I am attempting to create a custom environment for reinforcement learning with openAI gym. I need to represent all possible values that the environment will see in a variable called observation_space
. There are 3 possible actions for the agent to use called action_space
To be more specific the observation_space
is a temperature sensor which will see possible ranges from 50 to 150 degrees and I think I can represent all of this by:
EDIT, I had the action_space numpy array wrong
import numpy as np
action_space = np.array([ 0, 1, 2])
observation_space = np.arange(50,150,1)
Is there a better method that I could use for the observation_space
where I could bin the data? IE, make 20 bins 50-55, 55-60, 60-65, etc...
I think what I have will work but seems sort of cumbersome... And I am sure there is a better practice as there is not a lot of wisdom on my end this subject.

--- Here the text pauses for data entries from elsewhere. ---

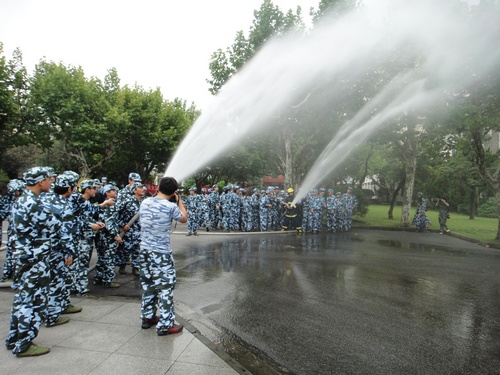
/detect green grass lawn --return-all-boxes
[355,204,500,247]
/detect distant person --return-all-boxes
[282,188,302,233]
[435,197,450,234]
[5,167,55,357]
[412,193,431,232]
[340,187,358,232]
[139,177,187,336]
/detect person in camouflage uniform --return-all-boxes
[259,190,272,232]
[282,188,302,233]
[139,177,188,336]
[435,197,450,234]
[44,174,82,327]
[70,179,108,296]
[326,189,335,232]
[412,193,431,232]
[186,186,201,236]
[208,185,220,229]
[340,187,358,231]
[94,184,123,288]
[5,167,57,357]
[307,189,323,233]
[0,179,26,281]
[251,188,260,231]
[302,192,312,233]
[115,182,145,276]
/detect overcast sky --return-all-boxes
[0,0,319,109]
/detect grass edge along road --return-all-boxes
[354,204,500,248]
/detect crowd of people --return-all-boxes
[0,167,357,357]
[0,167,187,357]
[184,185,358,236]
[0,167,449,357]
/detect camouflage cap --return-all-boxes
[130,182,144,191]
[45,167,57,177]
[62,171,80,181]
[102,184,118,194]
[80,180,95,191]
[23,167,49,186]
[7,179,26,191]
[128,172,142,182]
[55,173,76,188]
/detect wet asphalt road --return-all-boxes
[84,230,500,374]
[0,223,500,374]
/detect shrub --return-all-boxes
[477,198,498,218]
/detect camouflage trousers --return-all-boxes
[5,258,50,354]
[115,227,141,270]
[46,252,71,323]
[259,208,271,232]
[208,208,220,229]
[307,211,321,232]
[70,237,94,294]
[94,232,118,286]
[1,225,15,281]
[139,252,176,331]
[326,211,335,230]
[188,211,200,233]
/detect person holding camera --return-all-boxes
[139,177,187,336]
[436,197,450,234]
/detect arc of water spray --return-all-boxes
[165,0,500,188]
[294,72,441,203]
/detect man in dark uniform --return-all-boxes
[282,188,302,233]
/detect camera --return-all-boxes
[169,191,180,204]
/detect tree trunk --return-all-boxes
[469,186,477,220]
[284,134,296,189]
[400,151,417,228]
[387,180,404,220]
[495,191,500,240]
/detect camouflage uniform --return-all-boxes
[42,174,76,325]
[326,189,335,232]
[115,182,144,273]
[259,190,271,232]
[208,185,220,229]
[340,188,358,231]
[5,167,60,354]
[0,180,25,281]
[251,189,260,231]
[186,186,201,236]
[70,180,100,295]
[333,191,345,232]
[94,185,120,287]
[307,189,323,233]
[412,193,431,232]
[139,198,182,331]
[302,193,311,232]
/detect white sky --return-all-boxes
[0,0,319,110]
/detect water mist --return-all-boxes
[165,0,500,199]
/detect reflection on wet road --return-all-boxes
[173,230,500,374]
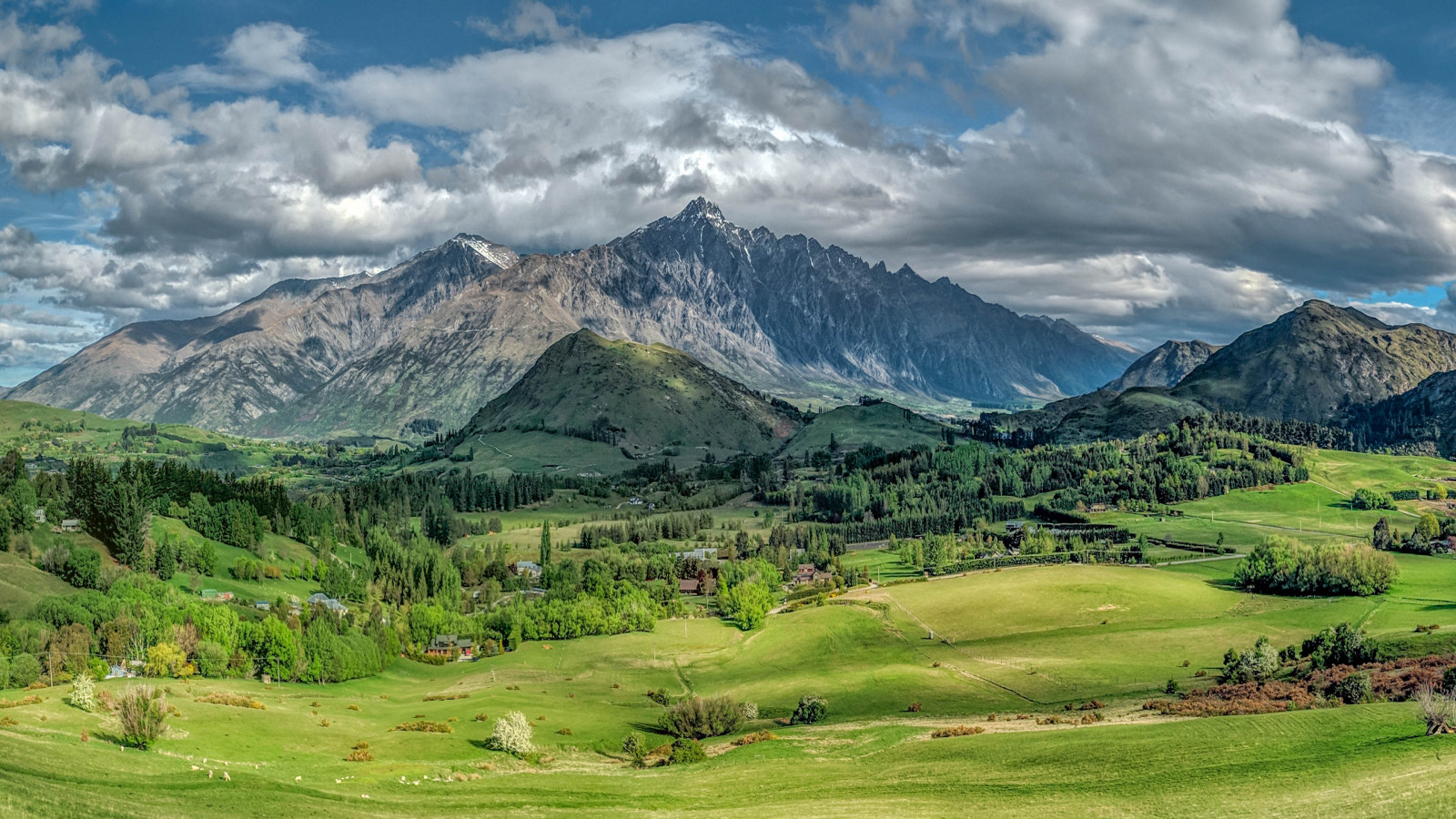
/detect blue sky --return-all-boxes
[0,0,1456,383]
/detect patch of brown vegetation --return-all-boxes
[389,720,454,733]
[0,693,46,708]
[930,726,986,739]
[733,732,779,748]
[192,691,268,711]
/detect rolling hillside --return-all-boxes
[453,329,799,466]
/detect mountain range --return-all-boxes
[1005,300,1456,442]
[5,198,1136,437]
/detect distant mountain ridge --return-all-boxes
[451,329,801,456]
[7,198,1136,437]
[1003,300,1456,442]
[1172,300,1456,422]
[1102,339,1218,392]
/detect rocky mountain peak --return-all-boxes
[446,233,520,268]
[672,197,725,221]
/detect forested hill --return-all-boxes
[1172,300,1456,422]
[453,329,801,466]
[987,300,1456,449]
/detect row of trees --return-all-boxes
[0,572,399,682]
[1233,535,1400,596]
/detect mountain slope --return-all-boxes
[1347,371,1456,458]
[1172,300,1456,422]
[10,199,1134,437]
[5,235,517,431]
[784,400,949,459]
[451,329,799,456]
[1102,339,1218,392]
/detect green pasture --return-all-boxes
[0,558,1456,817]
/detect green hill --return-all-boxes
[1172,300,1456,422]
[0,400,323,473]
[451,329,799,466]
[784,402,949,458]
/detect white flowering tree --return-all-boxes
[486,711,534,755]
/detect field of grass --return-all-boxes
[0,558,1456,817]
[839,550,922,583]
[0,552,76,616]
[151,514,318,601]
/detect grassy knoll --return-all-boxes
[0,552,75,616]
[840,550,922,583]
[151,514,318,601]
[0,568,1456,817]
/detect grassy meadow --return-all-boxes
[8,439,1456,819]
[0,558,1456,816]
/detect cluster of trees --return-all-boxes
[763,419,1309,542]
[0,572,399,685]
[581,511,713,550]
[1350,488,1395,509]
[63,456,293,570]
[718,558,782,631]
[1370,511,1456,555]
[1233,535,1400,596]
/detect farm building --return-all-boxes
[425,634,475,660]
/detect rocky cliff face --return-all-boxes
[10,199,1134,436]
[1102,339,1218,392]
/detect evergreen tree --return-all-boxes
[102,480,147,569]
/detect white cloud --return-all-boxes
[0,0,1456,384]
[466,0,590,42]
[157,24,318,92]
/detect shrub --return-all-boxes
[1415,676,1456,736]
[622,732,652,768]
[1220,637,1279,683]
[486,711,533,755]
[146,642,197,678]
[116,685,167,751]
[389,720,454,733]
[1350,490,1395,509]
[0,693,46,708]
[930,726,986,739]
[733,732,779,748]
[192,691,268,711]
[658,695,743,739]
[789,693,828,726]
[70,672,96,711]
[194,640,230,679]
[667,736,708,765]
[1330,672,1371,705]
[1299,622,1376,669]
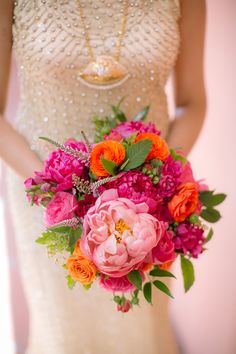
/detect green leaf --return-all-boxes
[127,269,142,290]
[120,159,129,170]
[201,208,221,223]
[150,159,163,167]
[204,228,214,243]
[125,132,138,145]
[66,275,75,289]
[111,106,127,122]
[133,106,150,122]
[124,139,152,171]
[100,156,117,176]
[83,283,92,290]
[113,295,122,305]
[199,191,226,208]
[69,226,83,253]
[47,226,71,235]
[153,280,174,299]
[149,267,176,279]
[180,255,195,292]
[35,230,69,254]
[143,282,152,304]
[170,149,187,166]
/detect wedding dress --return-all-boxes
[7,0,180,354]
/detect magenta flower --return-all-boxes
[37,139,88,191]
[162,155,183,179]
[158,175,177,198]
[117,299,132,312]
[76,194,97,217]
[152,230,176,264]
[44,192,78,227]
[107,171,160,214]
[80,189,163,278]
[104,121,160,140]
[173,222,204,258]
[99,274,136,292]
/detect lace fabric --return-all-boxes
[8,0,180,354]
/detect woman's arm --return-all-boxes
[167,0,206,154]
[0,0,42,178]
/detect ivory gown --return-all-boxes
[8,0,180,354]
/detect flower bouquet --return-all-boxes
[25,104,225,312]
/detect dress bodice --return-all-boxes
[13,0,180,156]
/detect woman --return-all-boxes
[0,0,206,354]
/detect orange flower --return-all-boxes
[90,140,125,177]
[66,243,97,285]
[168,183,198,222]
[134,133,170,161]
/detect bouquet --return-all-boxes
[25,104,225,312]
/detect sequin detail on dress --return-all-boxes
[8,0,180,354]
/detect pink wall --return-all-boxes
[3,0,236,354]
[172,0,236,354]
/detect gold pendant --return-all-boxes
[78,55,130,90]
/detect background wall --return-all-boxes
[171,0,236,354]
[0,0,236,354]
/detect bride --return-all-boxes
[0,0,206,354]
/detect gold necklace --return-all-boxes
[77,0,130,89]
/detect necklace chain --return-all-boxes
[77,0,129,61]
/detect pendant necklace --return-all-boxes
[77,0,130,90]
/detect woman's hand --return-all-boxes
[0,0,42,178]
[167,0,206,154]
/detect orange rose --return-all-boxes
[66,245,97,285]
[168,183,198,222]
[90,140,125,177]
[134,133,170,161]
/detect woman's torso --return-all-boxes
[13,0,180,156]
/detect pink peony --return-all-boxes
[37,139,88,191]
[104,121,160,140]
[152,230,176,264]
[80,189,163,278]
[44,192,78,227]
[107,171,160,214]
[99,274,136,292]
[173,222,204,258]
[76,194,97,217]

This will print out a Q table:
action_size = action_space.shape[0]
state_size = observation_space.shape[0]
qtable = np.zeros((state_size, action_size))
print(qtable)
This is not really related to programming, so maybe on stats.stackexchange you may get better answers. Anyway, it just depends on how much accuracy you want. I guess you want to change the temperature (increase, decrease, don't change) according to the sensor readings. Is there much different (in terms of optimal action) between 50 and 51? If not, then you can discretize the state space every 2 degrees. And so on.
More generally, doing so you are using what in RL are called "features". A discretization over an interval of the state space is called tile coding and usually works well.
If you are new to RL, I really advise to read this book, or at least Chapters 1,3,4 which are related to what you are doing.